Дверь в многоэтажное стеклянное здание Комиссии то и дело распахивалась, выпуская наружу людей в одинаковой форме: серая куртка, серые штаны, блестящая в лучах по рукаву полоска. Одни садились в машины и исчезали за высокими воротами, другие, наоборот, въезжали в эти самые ворота. Интересно, почему она видела Реактор – потому что уже была в нем? Другие ведь не видят – никто, кроме представителей Комиссии и отряда. Странно.
– Ну здравствуй, – дружелюбно поздоровались с ней. – Как твои дела?
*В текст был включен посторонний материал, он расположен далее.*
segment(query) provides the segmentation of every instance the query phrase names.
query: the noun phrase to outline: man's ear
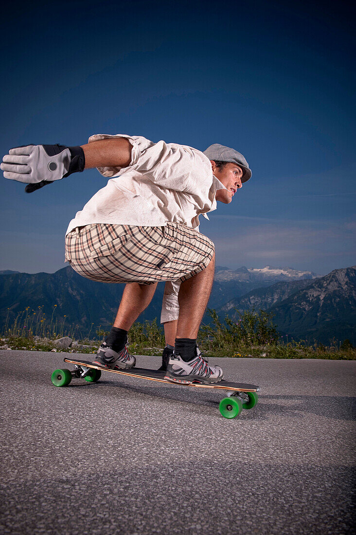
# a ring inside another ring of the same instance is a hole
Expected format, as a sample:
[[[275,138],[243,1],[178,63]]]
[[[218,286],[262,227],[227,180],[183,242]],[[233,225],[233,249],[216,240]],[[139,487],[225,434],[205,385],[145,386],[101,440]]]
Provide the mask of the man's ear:
[[[211,164],[211,169],[213,169],[213,172],[216,169],[216,164],[214,160],[210,160],[210,163]]]

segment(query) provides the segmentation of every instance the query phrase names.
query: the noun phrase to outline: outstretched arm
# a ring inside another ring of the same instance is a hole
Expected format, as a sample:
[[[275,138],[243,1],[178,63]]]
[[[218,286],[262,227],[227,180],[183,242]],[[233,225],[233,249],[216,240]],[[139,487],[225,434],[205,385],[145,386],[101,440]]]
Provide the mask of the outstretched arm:
[[[124,137],[101,140],[80,147],[27,145],[11,149],[0,167],[5,178],[27,184],[28,193],[85,169],[125,167],[132,147]]]
[[[81,145],[85,169],[98,167],[125,167],[131,162],[132,146],[125,137],[111,137]]]

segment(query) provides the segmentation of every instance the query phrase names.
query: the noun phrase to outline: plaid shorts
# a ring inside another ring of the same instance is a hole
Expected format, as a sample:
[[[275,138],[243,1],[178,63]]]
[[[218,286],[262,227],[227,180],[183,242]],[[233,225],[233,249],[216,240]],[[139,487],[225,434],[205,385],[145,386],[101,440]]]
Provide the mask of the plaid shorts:
[[[183,223],[96,223],[65,237],[65,261],[80,275],[102,282],[183,282],[205,269],[214,251],[211,240]]]

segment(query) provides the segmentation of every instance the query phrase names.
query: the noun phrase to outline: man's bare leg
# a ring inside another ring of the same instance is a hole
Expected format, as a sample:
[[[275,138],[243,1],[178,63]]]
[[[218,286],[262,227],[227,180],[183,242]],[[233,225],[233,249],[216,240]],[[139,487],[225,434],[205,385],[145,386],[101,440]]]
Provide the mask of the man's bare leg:
[[[215,266],[214,253],[207,268],[180,285],[176,338],[197,338],[211,291]]]
[[[169,345],[175,347],[175,340],[177,336],[177,327],[178,326],[178,319],[172,319],[170,322],[165,322],[163,324],[164,328],[164,338],[165,339],[165,345]]]
[[[157,284],[127,283],[125,286],[113,326],[129,331],[140,314],[151,302]]]
[[[213,286],[215,264],[214,254],[207,268],[180,285],[175,356],[170,358],[165,376],[173,383],[217,383],[223,378],[221,368],[203,362],[196,350],[199,327]]]

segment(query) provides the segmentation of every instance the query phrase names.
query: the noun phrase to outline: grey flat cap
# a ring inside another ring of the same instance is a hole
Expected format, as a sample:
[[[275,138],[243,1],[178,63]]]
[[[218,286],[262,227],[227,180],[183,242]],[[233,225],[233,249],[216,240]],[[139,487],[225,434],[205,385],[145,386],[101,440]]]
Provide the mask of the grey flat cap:
[[[231,162],[231,163],[237,164],[243,170],[243,178],[241,182],[247,182],[252,176],[251,170],[248,167],[248,164],[246,158],[241,152],[238,152],[234,149],[229,147],[220,145],[218,143],[214,143],[210,145],[203,152],[209,160],[214,162]]]

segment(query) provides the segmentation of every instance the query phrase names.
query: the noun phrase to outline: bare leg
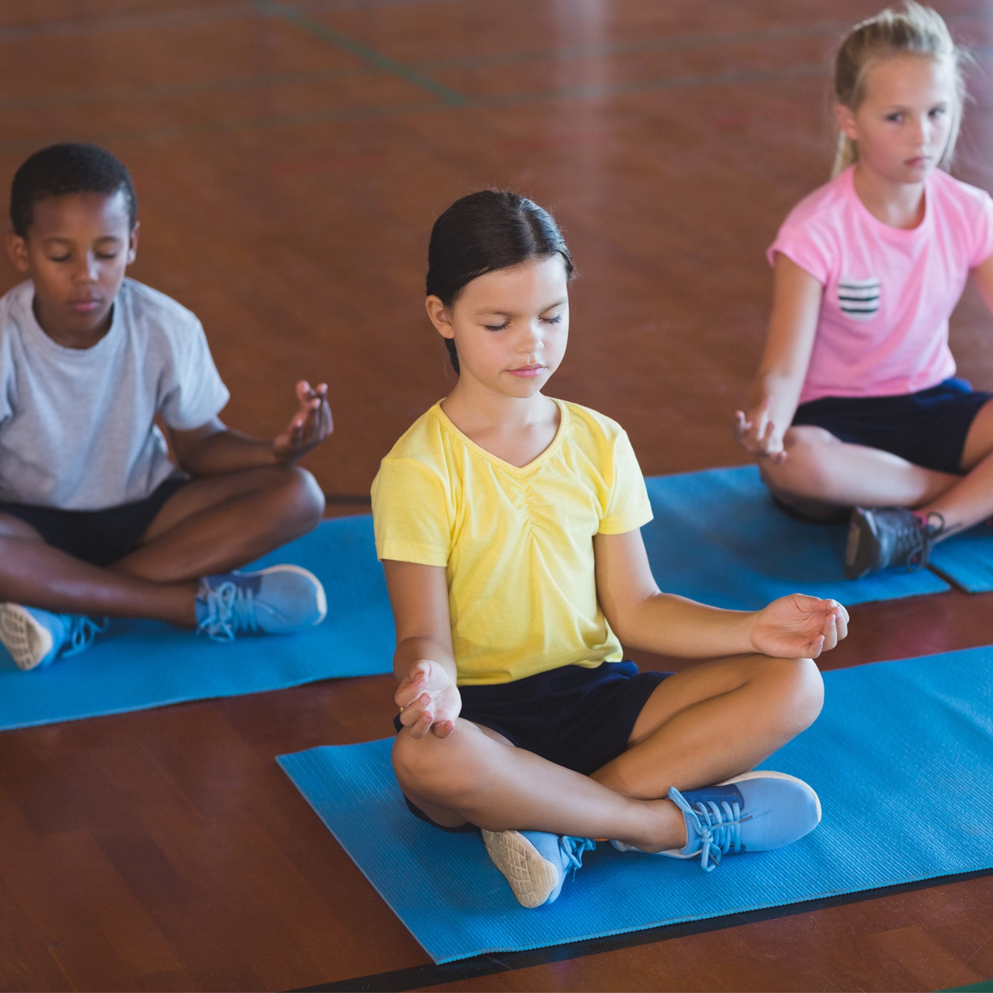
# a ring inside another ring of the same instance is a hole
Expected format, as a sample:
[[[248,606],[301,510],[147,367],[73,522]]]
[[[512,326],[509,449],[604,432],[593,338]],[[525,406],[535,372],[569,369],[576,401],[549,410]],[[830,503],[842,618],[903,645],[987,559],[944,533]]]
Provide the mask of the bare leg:
[[[23,521],[0,514],[0,602],[193,627],[196,595],[196,583],[150,583],[80,562],[47,545]]]
[[[493,831],[616,838],[645,851],[678,848],[686,840],[683,816],[658,797],[675,783],[704,785],[751,769],[812,722],[821,693],[806,659],[713,662],[666,679],[638,718],[629,752],[593,777],[461,719],[446,739],[418,741],[401,731],[393,766],[403,791],[446,826],[471,821]],[[670,750],[664,764],[662,749]]]
[[[643,799],[721,782],[754,769],[808,728],[823,682],[808,658],[748,655],[685,669],[659,683],[623,755],[593,779]]]
[[[301,470],[196,480],[166,502],[141,547],[107,569],[52,548],[22,521],[0,514],[0,601],[193,627],[195,579],[306,533],[323,508],[317,485]]]
[[[324,495],[305,470],[209,476],[174,494],[111,569],[159,583],[227,572],[312,531],[323,514]]]
[[[959,482],[958,476],[916,466],[900,456],[839,441],[823,428],[790,428],[785,461],[763,461],[763,477],[784,502],[790,497],[837,506],[926,504]]]
[[[971,527],[993,514],[993,400],[976,414],[962,451],[964,477],[919,508],[921,513],[938,513],[944,530],[937,540]]]
[[[818,503],[912,507],[922,514],[941,515],[945,528],[937,540],[993,514],[993,400],[979,411],[966,436],[961,466],[965,476],[849,445],[822,428],[790,428],[784,445],[785,461],[780,466],[765,461],[762,474],[770,490],[797,509]]]

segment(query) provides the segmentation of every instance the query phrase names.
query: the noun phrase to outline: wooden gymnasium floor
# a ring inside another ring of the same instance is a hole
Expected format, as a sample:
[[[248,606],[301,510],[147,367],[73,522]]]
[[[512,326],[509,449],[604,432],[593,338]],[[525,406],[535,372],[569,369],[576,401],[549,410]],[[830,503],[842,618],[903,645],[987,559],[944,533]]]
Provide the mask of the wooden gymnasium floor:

– Здравствуйте, – вежливо отозвалась Лайза и умолкла. Что ответить на вопрос о делах? Хорошо? Плохо? Никак? Странно? Она не могла подобрать слов, чтобы описать сумбурное состояние ее души, настроение, раздрай в делах. – Нормально.
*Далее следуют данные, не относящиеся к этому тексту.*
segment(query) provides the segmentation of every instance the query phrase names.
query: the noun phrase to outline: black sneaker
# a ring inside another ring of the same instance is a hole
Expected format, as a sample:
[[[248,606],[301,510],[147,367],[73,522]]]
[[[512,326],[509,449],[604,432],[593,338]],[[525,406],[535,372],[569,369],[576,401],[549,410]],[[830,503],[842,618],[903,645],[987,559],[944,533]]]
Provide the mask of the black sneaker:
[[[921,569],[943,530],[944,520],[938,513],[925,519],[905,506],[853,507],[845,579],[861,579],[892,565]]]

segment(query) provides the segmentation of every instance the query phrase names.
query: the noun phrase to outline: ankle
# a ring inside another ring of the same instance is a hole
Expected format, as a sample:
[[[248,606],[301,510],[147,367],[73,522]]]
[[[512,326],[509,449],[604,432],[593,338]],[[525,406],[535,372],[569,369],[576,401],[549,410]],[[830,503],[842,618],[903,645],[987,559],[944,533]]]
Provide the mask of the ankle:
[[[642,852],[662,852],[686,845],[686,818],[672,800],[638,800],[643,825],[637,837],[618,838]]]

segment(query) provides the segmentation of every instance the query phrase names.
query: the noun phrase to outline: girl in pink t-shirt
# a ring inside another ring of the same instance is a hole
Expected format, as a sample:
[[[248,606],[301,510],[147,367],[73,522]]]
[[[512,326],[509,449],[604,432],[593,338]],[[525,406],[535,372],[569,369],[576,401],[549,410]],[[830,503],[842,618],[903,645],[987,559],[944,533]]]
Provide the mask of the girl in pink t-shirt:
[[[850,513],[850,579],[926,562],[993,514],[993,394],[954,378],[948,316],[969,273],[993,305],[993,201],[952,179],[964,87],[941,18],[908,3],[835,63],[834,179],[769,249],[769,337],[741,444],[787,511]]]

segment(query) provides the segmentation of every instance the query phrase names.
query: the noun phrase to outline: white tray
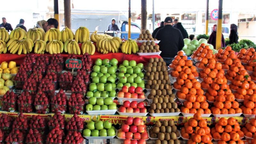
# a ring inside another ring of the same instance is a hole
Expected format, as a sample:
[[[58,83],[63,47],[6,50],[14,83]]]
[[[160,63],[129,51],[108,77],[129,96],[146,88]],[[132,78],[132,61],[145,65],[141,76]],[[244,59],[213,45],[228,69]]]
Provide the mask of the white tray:
[[[234,117],[235,116],[240,116],[243,114],[243,113],[238,113],[235,114],[227,114],[226,115],[223,114],[213,114],[213,116],[215,117]]]
[[[154,113],[153,114],[149,114],[152,116],[156,117],[157,116],[178,116],[180,115],[180,112],[176,112],[175,113]]]
[[[86,112],[89,115],[114,115],[116,113],[117,109],[108,109],[108,110],[86,110]]]
[[[151,42],[152,41],[153,41],[155,42],[155,44],[158,44],[159,42],[160,42],[160,41],[143,41],[142,40],[137,40],[136,41],[136,42],[138,43],[142,43],[143,42],[147,42],[148,41],[149,41],[150,43],[151,43]]]

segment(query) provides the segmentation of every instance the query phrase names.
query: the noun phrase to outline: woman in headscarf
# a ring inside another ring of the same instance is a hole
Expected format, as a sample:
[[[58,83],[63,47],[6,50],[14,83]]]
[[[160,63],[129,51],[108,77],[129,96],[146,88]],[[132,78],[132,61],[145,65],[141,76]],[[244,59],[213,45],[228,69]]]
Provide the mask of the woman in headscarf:
[[[233,43],[238,43],[238,33],[237,26],[234,24],[230,25],[230,35],[229,35],[229,44]]]

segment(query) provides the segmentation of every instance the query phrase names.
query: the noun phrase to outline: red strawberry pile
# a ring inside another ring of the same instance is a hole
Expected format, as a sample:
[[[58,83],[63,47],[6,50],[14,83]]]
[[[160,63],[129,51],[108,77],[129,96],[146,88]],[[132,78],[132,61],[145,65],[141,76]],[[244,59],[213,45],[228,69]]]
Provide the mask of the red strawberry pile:
[[[28,113],[32,112],[33,110],[32,104],[34,103],[33,99],[28,92],[23,92],[18,96],[19,112]]]
[[[83,96],[80,93],[71,94],[68,99],[68,110],[71,114],[81,115],[84,113],[84,106],[85,104]]]
[[[66,129],[68,131],[81,130],[83,128],[84,121],[76,114],[74,114],[66,125]]]
[[[62,113],[67,111],[68,98],[63,90],[60,89],[59,92],[52,98],[51,102],[52,112],[56,113],[58,111]]]
[[[68,144],[80,144],[83,141],[84,138],[80,132],[76,131],[69,131],[63,142]]]

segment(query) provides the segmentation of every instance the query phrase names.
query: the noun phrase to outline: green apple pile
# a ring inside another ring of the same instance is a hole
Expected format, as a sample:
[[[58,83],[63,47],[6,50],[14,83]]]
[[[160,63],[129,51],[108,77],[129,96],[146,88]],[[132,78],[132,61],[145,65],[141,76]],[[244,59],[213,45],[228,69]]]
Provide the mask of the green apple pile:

Наверное, этот вариант подходил для ответа лучше всего.
На Дрейка она не смотрела, но тот смотрел на нее – она чувствовала. Взгляд серо-голубых глаз аккуратно исследовал – не ее внешний вид, нет, но внутреннее состояние. Слой за слоем, пласт за пластом, все глубже, глубже. Это нервировало; волосы на ее руках поднялись почти вертикально.
– Я так… долго не высижу, – призналась она с волнением.
– Я знаю. Наш разговор длинным и не будет, я так думаю.
Он понимал с полуслова; напор испытующего взгляда ослаб, тошнить почти перестало.
– Спасибо, – прошептала Лайза одними губами. Наверное, Начальник увидел то, что хотел, и потому снизил активность вторжения.
– Как ты? Начинаешь вписываться в новую историю, привыкаешь к ней?
Он знал. Обо всех ее сомнения и тревогах – прочитал невидимую информацию, а в этом случае и обманывать не имело смысла.
– Не очень… если честно.
– Ну, «очень» сложно было бы даже мне.
Неправда. Это Лайза не принадлежала этой жизни, а Дрейк принадлежал – и этой, и той, которую она оставила; он принадлежал всем жизням сразу.
– Вам… было бы не так сложно.
– Ты не можешь этого знать, – голос прозвучал так мягко, что Лайза впервые повернула голову и взглянула на собеседника прямо.
«Расскажи мне больше», – мягко приказывали его глаза, но она вдруг потерялась, не знала, что именно рассказывать. Об этом утре? О чувствах? О том, что никак не может вжиться в обычную для других жизнь?
– Я обогнала его вчера на трассе, – зачем-то выдала она обрывочную информацию и тут же поправилась: – Мака. И он обиделся.
Теперь Дрейк отвернулся к окну – кажется, он улыбался и тщательно пытался это скрыть.
– Значит, начало положено?
Начало? Это не начало, это конец! Какое развитие возможно теперь, когда он обидел ее, а она – его? Вновь кольнуло чувство вины – надо было проиграть.
«Не надо было».
– Все идет не так, – призналась она с горечью. – Все.
Дрейк повернулся; теперь она отчетливо видела половину его улыбки – вторая была скрыта полусогнутыми пальцами.
– Откуда тебе знать? Зная прежний вариант истории, ты просто определила для себя понятие «так», а теперь сравниваешь новый ход событий и расстраиваешься, что он не соответствует твоим ожиданиям. Но означает ли это, что все идет «не так»?
Мудрость, мудрость, сплошная мудрость. Что Дрейку – шутка, то для нее – катастрофа. Это он, Начальник, что-то видит наперед, а она лишь тычется, подобно слепому котенку, в холодные стены, ищет мягкое, теплое, родное, а этого родного все нет и нет. Разве это «так»?